Sidroc had further knowledge on this, one he knew Hrald shared. It was burden indeed, to know others died for your sake.
“They are both Christian, your son and mine,” he told her. “They will find remedy there.”
She put her head down against his chest, and nodded, speechlessly.
He too was silent, considering the two, hoping they would take whatever comfort they could to live with this loss. But he secretly questioned whether Ashild would ascend to their Heaven, or instead be called to the hall of Freyja, or even that of Odin, who took her. Would she be offered a choice, he wondered, and if so, would he see her again in the Goddess’ gemmed hall, when he and his shield-maiden were called there? Ashild’s father would be in Asgard, that was for certain.
Ceridwen felt an easing within her, listening to him. She wanted his thoughts on another report Hrald had shared with them.
“To learn of Oundle, of something close to veneration happening there at her tomb…” she could not complete the thought. “But it gave ease to Hrald to go there, heart-sick as he was.”
Sidroc wrapped his arm about her.
“All who knew Ashild may smile at this, but they will also take comfort from it, my shield-maiden. As you must. As you must.”

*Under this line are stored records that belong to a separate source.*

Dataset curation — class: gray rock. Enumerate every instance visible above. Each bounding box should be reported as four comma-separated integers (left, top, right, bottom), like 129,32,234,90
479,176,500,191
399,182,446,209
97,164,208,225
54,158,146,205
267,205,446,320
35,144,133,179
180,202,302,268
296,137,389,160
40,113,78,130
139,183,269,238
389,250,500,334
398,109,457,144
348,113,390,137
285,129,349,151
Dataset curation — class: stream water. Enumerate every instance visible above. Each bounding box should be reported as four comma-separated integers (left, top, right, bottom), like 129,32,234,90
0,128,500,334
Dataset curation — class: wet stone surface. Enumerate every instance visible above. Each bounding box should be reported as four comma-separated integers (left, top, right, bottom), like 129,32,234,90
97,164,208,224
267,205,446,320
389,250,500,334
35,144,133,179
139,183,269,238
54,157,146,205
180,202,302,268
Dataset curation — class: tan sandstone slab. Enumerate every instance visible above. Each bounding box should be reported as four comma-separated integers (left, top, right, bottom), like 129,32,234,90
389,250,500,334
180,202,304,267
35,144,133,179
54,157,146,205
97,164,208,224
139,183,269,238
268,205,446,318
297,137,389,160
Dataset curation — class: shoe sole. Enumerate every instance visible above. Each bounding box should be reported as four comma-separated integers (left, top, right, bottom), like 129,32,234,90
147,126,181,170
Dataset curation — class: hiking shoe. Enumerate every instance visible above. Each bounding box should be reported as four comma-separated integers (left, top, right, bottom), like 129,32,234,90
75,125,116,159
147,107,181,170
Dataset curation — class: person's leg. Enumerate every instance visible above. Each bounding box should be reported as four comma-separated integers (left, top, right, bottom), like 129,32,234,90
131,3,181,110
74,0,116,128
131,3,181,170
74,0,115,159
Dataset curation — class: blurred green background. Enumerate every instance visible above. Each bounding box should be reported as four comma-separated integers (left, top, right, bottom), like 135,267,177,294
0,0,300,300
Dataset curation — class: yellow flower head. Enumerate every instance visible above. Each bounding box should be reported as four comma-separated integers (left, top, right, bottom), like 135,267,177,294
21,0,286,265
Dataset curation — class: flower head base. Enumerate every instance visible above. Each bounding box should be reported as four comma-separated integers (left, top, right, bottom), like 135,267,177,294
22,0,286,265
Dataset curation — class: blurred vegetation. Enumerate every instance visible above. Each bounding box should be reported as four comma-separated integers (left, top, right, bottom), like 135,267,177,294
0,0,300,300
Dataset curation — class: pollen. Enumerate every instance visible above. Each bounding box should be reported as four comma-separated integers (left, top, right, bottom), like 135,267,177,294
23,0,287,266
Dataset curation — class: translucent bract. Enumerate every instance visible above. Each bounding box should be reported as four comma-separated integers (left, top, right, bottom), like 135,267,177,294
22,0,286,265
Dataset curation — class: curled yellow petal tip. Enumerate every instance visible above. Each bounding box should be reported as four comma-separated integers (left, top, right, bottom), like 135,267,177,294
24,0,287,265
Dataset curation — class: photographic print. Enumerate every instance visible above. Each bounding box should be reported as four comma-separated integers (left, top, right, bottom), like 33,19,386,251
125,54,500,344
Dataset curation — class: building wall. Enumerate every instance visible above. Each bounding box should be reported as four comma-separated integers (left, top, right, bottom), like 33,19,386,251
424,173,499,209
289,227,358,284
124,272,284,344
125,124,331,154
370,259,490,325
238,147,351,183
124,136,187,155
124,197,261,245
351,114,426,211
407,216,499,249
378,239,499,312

Chapter the Twentieth: Tyrsborg
BEFORE the Sun had quite risen next morning, Tindr came to the stable at Tyrsborg to tend to the three cows. They had acquired yet another milker, as Ceridwen had begun to make her own cured cheese under the tutelage of Gunnvor the cook, who had blended and pressed it at the farm on which she had once served. As Tindr moved between the animals, the skogkatts, which now numbered four, followed him, opening their pink mouths to receive a squirt of warm milk which Tindr shot them from the teat he pulled. It was something that always made Tindr laugh. It was the first thing Hrald, who was approaching the open doors, heard; the loud mewing of the begging cats, and Tindr’s well-remembered laugh, a honking like that of a gosling. He stood in the still-dim doorway, and waited for Tindr to notice him. Tindr rose from his stool and did so, blinking his eyes. He made a gurgling sound of surprise, and recognition. Hrald came to him and they threw their arms about the other.